In crystalline state the title compound shows the 3,4-dihydroquinazoline moiety to be planar (Fig. 1). The phenyl substituent is twisted out of plane of the moiety by 86.47 (7) °, which is rather close to the twist (79.3 (1) °) found in 2-methyl-4-phenyl-3,4-dihydroquinazolinium chloride (Rajnikant et al., 2002). Intermolecular N3—H···N1 hydrogen bonds (-y, x-y + 1, z + 1/3 direction) define the supramolecular structure and connect the molecules to infinite helical chains (Fig. 2). Unfortunately, no reliable determination of the absolute structure (or handedness of helix) is possible by X-ray crystallography.

Experimental

A solution of 2-methyl-quinazoline (10.09 g, 0.07 mol) in absolute ethyl ether (100 ml) was added dropwise with stirring to a solution of phenyllithium [obtained by a standard method starting from freshly distilled bromobenzene (15.70 g, 0.1 mol), absolute ethyl ether (0.5 L) and lithium (2.80 g, 0.4 mol)]. The reaction mixture was stirred at room temperature for additional 2 h and the reaction was quenched by addition of water (0.5 L).
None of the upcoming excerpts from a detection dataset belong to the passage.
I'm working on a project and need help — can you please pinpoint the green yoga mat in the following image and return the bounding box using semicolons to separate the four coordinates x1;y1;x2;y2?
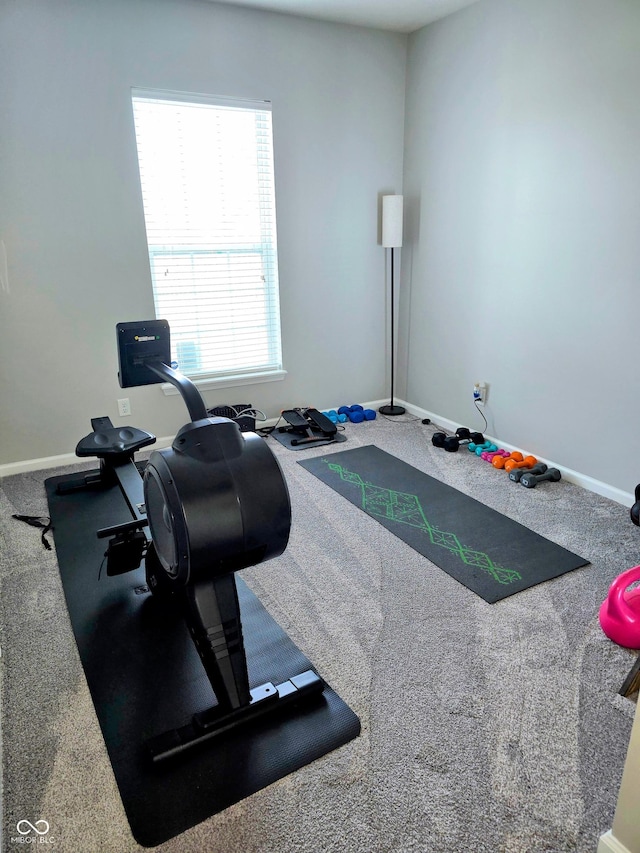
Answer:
299;445;589;604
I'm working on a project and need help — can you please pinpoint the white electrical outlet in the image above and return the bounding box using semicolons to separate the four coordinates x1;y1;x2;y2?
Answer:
473;382;489;406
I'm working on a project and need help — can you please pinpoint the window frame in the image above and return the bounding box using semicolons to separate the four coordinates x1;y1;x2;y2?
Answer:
131;87;287;396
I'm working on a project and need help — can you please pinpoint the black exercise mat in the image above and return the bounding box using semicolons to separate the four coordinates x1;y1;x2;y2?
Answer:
270;429;347;450
298;445;589;604
46;474;360;847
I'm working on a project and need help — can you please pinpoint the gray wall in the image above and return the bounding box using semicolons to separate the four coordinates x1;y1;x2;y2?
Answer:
0;0;407;464
399;0;640;492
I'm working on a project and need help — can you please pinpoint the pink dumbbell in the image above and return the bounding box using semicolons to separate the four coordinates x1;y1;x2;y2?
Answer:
480;448;509;462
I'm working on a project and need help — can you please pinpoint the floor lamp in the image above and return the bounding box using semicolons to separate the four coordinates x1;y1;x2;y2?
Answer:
378;195;405;415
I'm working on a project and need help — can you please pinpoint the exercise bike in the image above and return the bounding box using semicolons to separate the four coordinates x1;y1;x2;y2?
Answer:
58;320;325;763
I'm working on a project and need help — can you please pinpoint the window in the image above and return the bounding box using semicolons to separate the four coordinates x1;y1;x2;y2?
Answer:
132;89;284;387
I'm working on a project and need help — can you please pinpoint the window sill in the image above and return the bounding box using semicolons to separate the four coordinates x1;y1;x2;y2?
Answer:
160;370;287;397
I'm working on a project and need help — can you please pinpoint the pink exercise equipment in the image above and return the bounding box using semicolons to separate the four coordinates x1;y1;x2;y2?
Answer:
600;566;640;649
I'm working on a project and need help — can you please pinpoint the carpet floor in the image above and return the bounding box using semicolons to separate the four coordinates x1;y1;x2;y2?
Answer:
0;417;640;853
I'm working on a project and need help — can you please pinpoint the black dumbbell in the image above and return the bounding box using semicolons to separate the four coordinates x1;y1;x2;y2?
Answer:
629;483;640;527
431;427;484;453
520;468;562;489
509;462;547;483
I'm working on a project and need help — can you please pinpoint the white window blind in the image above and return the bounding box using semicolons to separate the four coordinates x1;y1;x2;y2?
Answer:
132;90;282;379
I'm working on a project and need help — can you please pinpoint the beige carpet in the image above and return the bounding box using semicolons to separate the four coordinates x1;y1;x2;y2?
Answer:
0;417;640;853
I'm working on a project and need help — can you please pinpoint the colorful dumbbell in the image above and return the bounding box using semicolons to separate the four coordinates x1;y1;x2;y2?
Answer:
338;404;376;424
504;456;538;471
476;441;498;456
491;450;524;468
480;447;509;462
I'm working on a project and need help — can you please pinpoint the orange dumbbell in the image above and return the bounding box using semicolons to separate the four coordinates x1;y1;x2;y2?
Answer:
504;456;538;471
491;450;524;468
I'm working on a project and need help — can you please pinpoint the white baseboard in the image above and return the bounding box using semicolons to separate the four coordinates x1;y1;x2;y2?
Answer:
596;830;631;853
395;400;635;507
0;397;635;506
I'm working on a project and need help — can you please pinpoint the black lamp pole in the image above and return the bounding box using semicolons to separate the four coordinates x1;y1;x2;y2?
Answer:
378;246;405;416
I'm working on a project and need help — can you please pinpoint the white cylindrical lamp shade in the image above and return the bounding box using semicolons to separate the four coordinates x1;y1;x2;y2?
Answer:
382;195;403;249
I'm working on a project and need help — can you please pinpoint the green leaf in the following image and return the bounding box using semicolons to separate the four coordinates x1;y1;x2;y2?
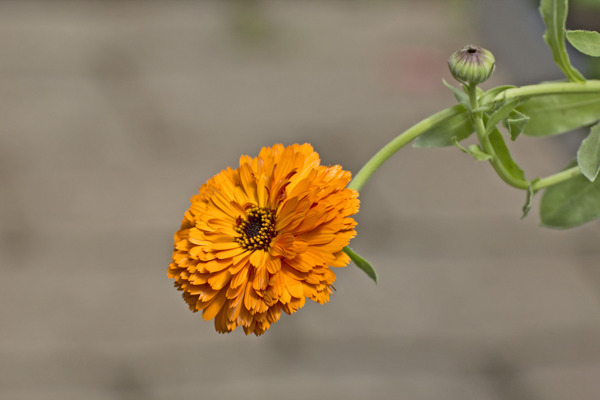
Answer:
577;125;600;182
485;99;519;135
502;110;529;141
344;246;377;283
489;129;525;180
540;166;600;229
567;31;600;57
521;179;539;219
442;79;471;108
479;85;516;106
516;93;600;136
452;138;492;161
413;104;474;148
540;0;585;82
The organic layer was combined with the ether extracts of the water layer, dried (K₂CO₃) and evaporated to dryness. The crude solid product was recrystallized from ethanol to give white crystals (51%) melting at 168–170 °C [lit. mp 168–170 °C (Suri et al., 1993)]. ¹H NMR (CDCl₃): δ (p.p.m.) = 7.26–7.34 (m, 5H, H12—H16), 7.13 (dd, 1H, H7), 7.02 (d, 1H, H8), 6.90 (dd, 1H, H6), 6.71 (d, 1H, H5), 5.67 (s, 1H, H4), 2.02 (s, 3H, CH3). ¹³C NMR (CDCl₃): δ (p.p.m.) = 153.9 (C2), 145.3 (C11), 140.6 (C9), 128.1 (C7), 127.8 (C14), 128.7 (C13, C15), 127.3 (C12, C16), 126.7 (C5), 124.1 (C6), 123.3 (C10), 58.1 (C4), 22.5 (C17).

Suitable single crystals for X-ray diffraction were obtained by very slow evaporation of analytical sample from NMR-tube, where CDCl₃ was used as a solvent.